Camas Hill
Feature Type:Hill - Elevation of terrain rising prominently above the surrounding land.
Status: Official
Name Authority: BC Geographical Names Office
Relative Location: SW of Mount Helmcken in Metchosin (municipality), W of Victoria, Goldstream Land District
Tags: Indigenous
Latitude-Longitude: 48°23'54"N, 123°35'51"W at the approximate centre of this feature.
Datum: WGS84
NTS Map: 92B/5
Origin Notes and History:

Adopted 2 April 1988 on 92B/5, as submitted by Arthur G. Guppy.

Source: BC place name cards, or correspondence to/from BC's Chief Geographer or BC Geographical Names Office

So-named because of the abundance of wildflowers, including camassia leichtlinii and camassia quamash.

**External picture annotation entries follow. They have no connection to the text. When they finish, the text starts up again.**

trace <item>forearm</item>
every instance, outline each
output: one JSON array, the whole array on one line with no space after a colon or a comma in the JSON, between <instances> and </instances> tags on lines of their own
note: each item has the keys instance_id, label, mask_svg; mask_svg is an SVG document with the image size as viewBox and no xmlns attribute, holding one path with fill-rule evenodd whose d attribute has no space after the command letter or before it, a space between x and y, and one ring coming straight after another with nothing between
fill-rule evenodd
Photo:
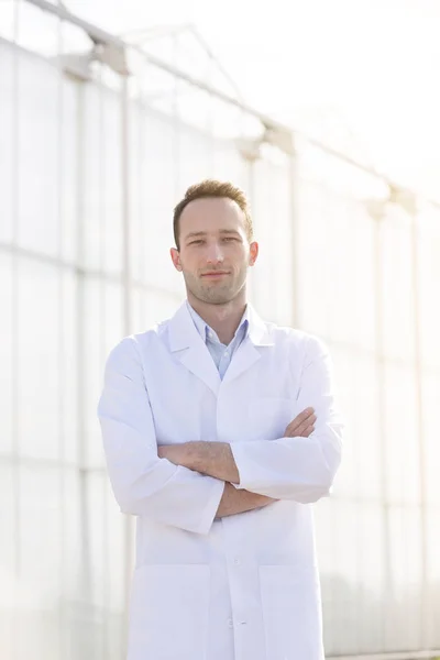
<instances>
[{"instance_id":1,"label":"forearm","mask_svg":"<svg viewBox=\"0 0 440 660\"><path fill-rule=\"evenodd\" d=\"M238 491L231 484L224 484L223 495L221 497L216 518L224 518L235 514L243 514L276 502L272 497L257 495L249 491Z\"/></svg>"},{"instance_id":2,"label":"forearm","mask_svg":"<svg viewBox=\"0 0 440 660\"><path fill-rule=\"evenodd\" d=\"M228 442L184 442L182 444L168 444L158 448L158 455L168 459L176 465L183 465L213 476L224 482L238 484L239 471Z\"/></svg>"}]
</instances>

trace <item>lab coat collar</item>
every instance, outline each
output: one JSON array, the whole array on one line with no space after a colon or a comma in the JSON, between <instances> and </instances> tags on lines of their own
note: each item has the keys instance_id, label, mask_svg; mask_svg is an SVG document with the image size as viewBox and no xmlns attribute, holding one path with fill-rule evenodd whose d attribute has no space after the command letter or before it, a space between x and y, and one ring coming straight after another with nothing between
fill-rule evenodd
<instances>
[{"instance_id":1,"label":"lab coat collar","mask_svg":"<svg viewBox=\"0 0 440 660\"><path fill-rule=\"evenodd\" d=\"M228 383L260 360L258 346L271 346L274 341L264 321L248 305L248 334L229 365L223 377ZM169 321L169 349L176 358L218 395L221 378L216 364L200 337L187 304L184 302Z\"/></svg>"},{"instance_id":2,"label":"lab coat collar","mask_svg":"<svg viewBox=\"0 0 440 660\"><path fill-rule=\"evenodd\" d=\"M246 336L255 346L272 346L274 340L266 323L260 318L254 308L248 304L246 315L249 327ZM191 315L188 304L185 301L169 321L169 345L172 352L182 351L197 344L197 337L201 339ZM204 343L204 341L202 341Z\"/></svg>"}]
</instances>

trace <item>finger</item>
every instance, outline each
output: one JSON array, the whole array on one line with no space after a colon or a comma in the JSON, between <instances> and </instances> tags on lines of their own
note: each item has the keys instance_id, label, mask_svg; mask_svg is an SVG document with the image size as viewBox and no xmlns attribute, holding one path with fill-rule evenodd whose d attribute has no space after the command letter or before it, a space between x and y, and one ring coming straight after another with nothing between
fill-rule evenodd
<instances>
[{"instance_id":1,"label":"finger","mask_svg":"<svg viewBox=\"0 0 440 660\"><path fill-rule=\"evenodd\" d=\"M309 427L310 425L314 425L317 420L317 416L315 414L311 414L309 417L307 417L304 421L301 422L296 422L290 421L289 426L287 427L287 431L289 433L292 433L293 436L301 436L302 432L307 429L307 427Z\"/></svg>"},{"instance_id":2,"label":"finger","mask_svg":"<svg viewBox=\"0 0 440 660\"><path fill-rule=\"evenodd\" d=\"M305 430L305 432L302 433L302 438L308 438L309 436L311 436L311 433L315 431L315 427L314 426L309 426L307 427L307 429Z\"/></svg>"},{"instance_id":3,"label":"finger","mask_svg":"<svg viewBox=\"0 0 440 660\"><path fill-rule=\"evenodd\" d=\"M302 410L302 413L299 413L299 415L297 415L295 417L294 421L296 421L297 424L301 424L308 417L310 417L310 415L314 415L314 413L315 413L315 408L311 408L311 407L310 408L306 408L305 410Z\"/></svg>"}]
</instances>

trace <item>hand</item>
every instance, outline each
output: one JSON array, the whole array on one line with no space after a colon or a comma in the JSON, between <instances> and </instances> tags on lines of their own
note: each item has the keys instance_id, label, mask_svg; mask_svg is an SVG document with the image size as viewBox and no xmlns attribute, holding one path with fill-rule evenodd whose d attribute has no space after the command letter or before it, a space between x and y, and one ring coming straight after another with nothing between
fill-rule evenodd
<instances>
[{"instance_id":1,"label":"hand","mask_svg":"<svg viewBox=\"0 0 440 660\"><path fill-rule=\"evenodd\" d=\"M317 416L314 408L306 408L288 425L284 438L294 438L300 436L308 438L315 431Z\"/></svg>"}]
</instances>

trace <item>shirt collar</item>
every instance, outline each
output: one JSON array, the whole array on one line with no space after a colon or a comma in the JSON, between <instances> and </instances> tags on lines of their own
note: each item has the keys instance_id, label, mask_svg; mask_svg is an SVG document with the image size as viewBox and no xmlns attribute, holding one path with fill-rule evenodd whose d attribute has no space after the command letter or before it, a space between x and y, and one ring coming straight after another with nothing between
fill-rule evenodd
<instances>
[{"instance_id":1,"label":"shirt collar","mask_svg":"<svg viewBox=\"0 0 440 660\"><path fill-rule=\"evenodd\" d=\"M201 339L205 342L207 342L208 340L210 340L211 339L209 337L210 332L212 332L213 337L217 338L216 331L212 330L212 328L210 328L206 321L204 321L204 319L197 314L197 311L189 305L188 300L186 301L186 304L187 304L190 317L191 317L191 319L194 321L194 324L197 328L197 332L200 334ZM239 327L238 327L238 329L235 331L234 339L241 332L243 333L243 339L244 339L244 337L248 334L248 331L249 331L249 306L246 305L244 314L243 314L243 316L241 318L241 321L239 323Z\"/></svg>"}]
</instances>

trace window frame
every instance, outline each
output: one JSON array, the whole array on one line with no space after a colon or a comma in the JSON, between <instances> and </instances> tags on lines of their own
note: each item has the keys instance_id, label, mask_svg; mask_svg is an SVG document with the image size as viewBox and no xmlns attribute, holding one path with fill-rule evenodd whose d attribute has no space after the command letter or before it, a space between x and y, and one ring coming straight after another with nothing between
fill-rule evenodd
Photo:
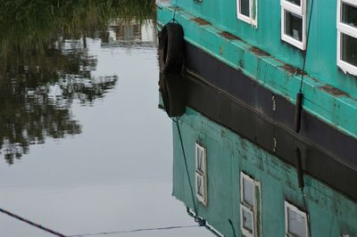
<instances>
[{"instance_id":1,"label":"window frame","mask_svg":"<svg viewBox=\"0 0 357 237\"><path fill-rule=\"evenodd\" d=\"M305 226L306 226L306 236L310 237L309 235L309 225L307 219L307 213L298 208L296 206L291 204L290 202L285 200L284 202L284 209L285 209L285 236L286 237L296 237L295 234L289 233L289 222L288 222L288 212L287 209L290 209L300 216L303 216L305 219Z\"/></svg>"},{"instance_id":2,"label":"window frame","mask_svg":"<svg viewBox=\"0 0 357 237\"><path fill-rule=\"evenodd\" d=\"M253 233L250 233L248 229L246 229L245 227L244 222L243 222L243 211L248 212L250 215L252 215L252 227ZM250 209L249 208L247 208L245 205L240 205L240 229L242 230L242 233L245 236L245 237L253 237L255 234L255 216L254 216L254 212Z\"/></svg>"},{"instance_id":3,"label":"window frame","mask_svg":"<svg viewBox=\"0 0 357 237\"><path fill-rule=\"evenodd\" d=\"M357 39L357 28L342 22L342 5L346 4L357 7L353 0L337 0L337 66L345 72L357 76L357 66L354 66L342 59L342 34Z\"/></svg>"},{"instance_id":4,"label":"window frame","mask_svg":"<svg viewBox=\"0 0 357 237\"><path fill-rule=\"evenodd\" d=\"M242 0L237 0L237 18L257 28L258 27L258 0L248 0L249 1L249 17L241 13L241 2ZM253 4L255 5L255 19L253 18Z\"/></svg>"},{"instance_id":5,"label":"window frame","mask_svg":"<svg viewBox=\"0 0 357 237\"><path fill-rule=\"evenodd\" d=\"M290 45L301 49L301 50L305 50L306 49L306 0L301 0L300 5L296 5L287 0L280 0L280 6L281 6L281 39L284 40L286 43L289 43ZM302 41L296 40L293 38L292 37L286 35L285 33L285 28L286 28L286 17L285 13L286 12L292 12L294 14L296 14L303 19L303 39Z\"/></svg>"},{"instance_id":6,"label":"window frame","mask_svg":"<svg viewBox=\"0 0 357 237\"><path fill-rule=\"evenodd\" d=\"M248 202L245 200L244 198L244 179L248 180L248 182L251 182L253 187L253 204L251 206ZM257 196L260 195L261 193L261 184L256 181L254 178L250 176L249 175L245 174L245 172L241 171L240 172L240 229L242 231L242 233L245 237L254 237L257 236L257 233L259 230L257 229L258 225L258 221L260 220L259 217L259 208L260 208L260 197L258 198ZM253 217L253 233L251 233L248 229L245 229L243 223L243 211L245 210L246 212L249 212L252 214Z\"/></svg>"},{"instance_id":7,"label":"window frame","mask_svg":"<svg viewBox=\"0 0 357 237\"><path fill-rule=\"evenodd\" d=\"M203 170L201 170L198 167L198 159L199 159L199 153L202 151L203 154ZM200 144L198 142L195 143L195 197L196 199L203 204L203 206L207 206L208 202L208 198L207 198L207 150L205 147L203 147L202 144ZM199 189L198 189L198 179L202 179L203 183L203 195L200 194Z\"/></svg>"}]
</instances>

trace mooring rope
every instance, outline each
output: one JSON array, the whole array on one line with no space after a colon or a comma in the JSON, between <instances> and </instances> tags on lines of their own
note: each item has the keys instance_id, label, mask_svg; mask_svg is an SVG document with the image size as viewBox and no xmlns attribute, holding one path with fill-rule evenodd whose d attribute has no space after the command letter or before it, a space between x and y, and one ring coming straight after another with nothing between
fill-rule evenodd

Source: BC place name cards, or correspondence to/from BC's Chief Geographer or BC Geographical Names Office

"Camas" is Chinook jargon, borrowed from the Nootkan "chamas", meaning "sweet" or "pleasant to eat", used by the Coast Salish people to describe the sweet, starchy bulb of an indigenous lily; later the namesake of the botanical genus, camassia (Camas Lily). A dietary staple, the bulbs were dug from meadowlands in the fall, baked in ground ovens and dried for winter use.

Source: BC place name cards, or correspondence to/from BC's Chief Geographer or BC Geographical Names Office

"[Camas lilies] are found in immense quantities in the vicinity of Fort Vancouver [now Vancouver, Washington], and in the spring....present an uninterrupted sheet of bright ultramarine blue." (Paul Kane, fieldnotes 1845-48, published as Wanderings of an Artist, 1859.)